Les grands corps de l'état

Ces hommes passeront comme un ver sur le sable.
Qu'est-ce que tu ferais de leur sang méprisable ?
Le dégoût rend clément.
Retenons la colère âpre, ardente, électrique.
Peuple, si tu m'en crois, tu prendras une trique
Au jour du châtiment.

Ô de Soulouque-deux burlesque cantonade !
Ô ducs de Trou-Bonbon, marquis de Cassonade,
Souteneurs du larron,
Vous dont la Poésie, ou sublime ou mordante,
Ne sait que faire, gueux, trop grotesques pour Dante,
Trop sanglants pour Scarron,

Ô jongleurs, noirs par l'âme et par la servitude,
Vous vous imaginez un lendemain trop rude,
Vous êtes trop tremblants,
Vous croyez qu'on en veut, dans l'exil où nous sommes,
À cette peau qui fait qu'on vous prend pour des hommes ;
Calmez-vous, nègres blancs !

Cambyse, j 'en conviens, eût eu ce cœur de roche
De faire asseoir Troplong sur la peau de Baroche ;
Au bout d'un temps peu long,
Il eût crié : cet autre est pire ! qu'on l'étrangle !
Et, j 'en conviens encore, eût fait asseoir Delangle
Sur la peau de Troplong.

Cambyse était stupide et digne d'être auguste ;
Comme s'il suffisait pour qu'un être soit juste,
Sans vices. sans orgueil,
Pour qu'il ne soit pas traître à la loi, ni transfuge,
Que d'une peau de tigre ou d'une peau de juge
On lui fasse un fauteuil !

Toi. peuple, tu diras : - ces hommes se ressemblent.
Voyons les mains, - et tous trembleront comme tremblent
Les loups pris aux filets.
Bon.

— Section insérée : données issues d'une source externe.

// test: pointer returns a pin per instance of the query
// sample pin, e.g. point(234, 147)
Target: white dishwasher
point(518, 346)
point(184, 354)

Les uns ont du sang, qu'au bagne on les écroue,
A la chaîne ! Mais ceux qui n'ont que de la boue,
Tu leur diras : - Valets !

La loi râlait, ayant en vain crié : main-forte !
Vous avez partagé les habits de la morte.
Par César achetés,
De tous nos droits livrés vous avez fait des ventes ;
Toutes ses trahisons ont trouvé pour servantes
Toutes vos lâchetés !

Allez, fuyez, vivez ! pourvu que, mauvais prêtre,
Mauvais juge, on vous voie en vos trous disparaître,
Rampant sur vos genoux,
Et qu'il ne reste rien, sous les cieux que Dieu dore,
Sous le splendide azur où se lève l'aurore,
Rien de pareil à vous !

Vivez, si vous pouvez ! l'opprobre est votre asile.
Vous aurez à jamais, toi. cardinal Basile,
Toi, sénateur Crispin,
De quoi boire et manger dans vos fuites lointaines
Si le mépris se boit comme l'eau des fontaines,
Si la honte est du pain !

Peuple, alors nous prendrons au collet tous ces drôles,
Et tu les jetteras dehors par les épaules
À grands coups de bâton ;
Et dans le Luxembourg, blancs sous les branches d'arbre,
Vous nous approuverez de vos têtes de marbre,
Ô Lycurgue, ô Caton !

Citoyens ! le néant pour ces laquais se rouvre ;
Qu'importe, ô citoyens ! l'abjection les couvre
De son manteau de plomb.
Qu'importe que le soir, un passant solitaire,
Voyant un récureur d'égouts sortir de terre,
Dise : tiens ! c'est Troplong !

Qu'importe que Rouher sur le Pont-Neuf se carre,
Que Baroche et Delangle. en quittant leur simarre,
Prennent des tabliers,
Qu'ils s'offrent pour trois sous, oubliés quoiqu'infâmes,
Et qu'ils aillent, après avoir sali leurs âmes,
Nettoyer vos souliers !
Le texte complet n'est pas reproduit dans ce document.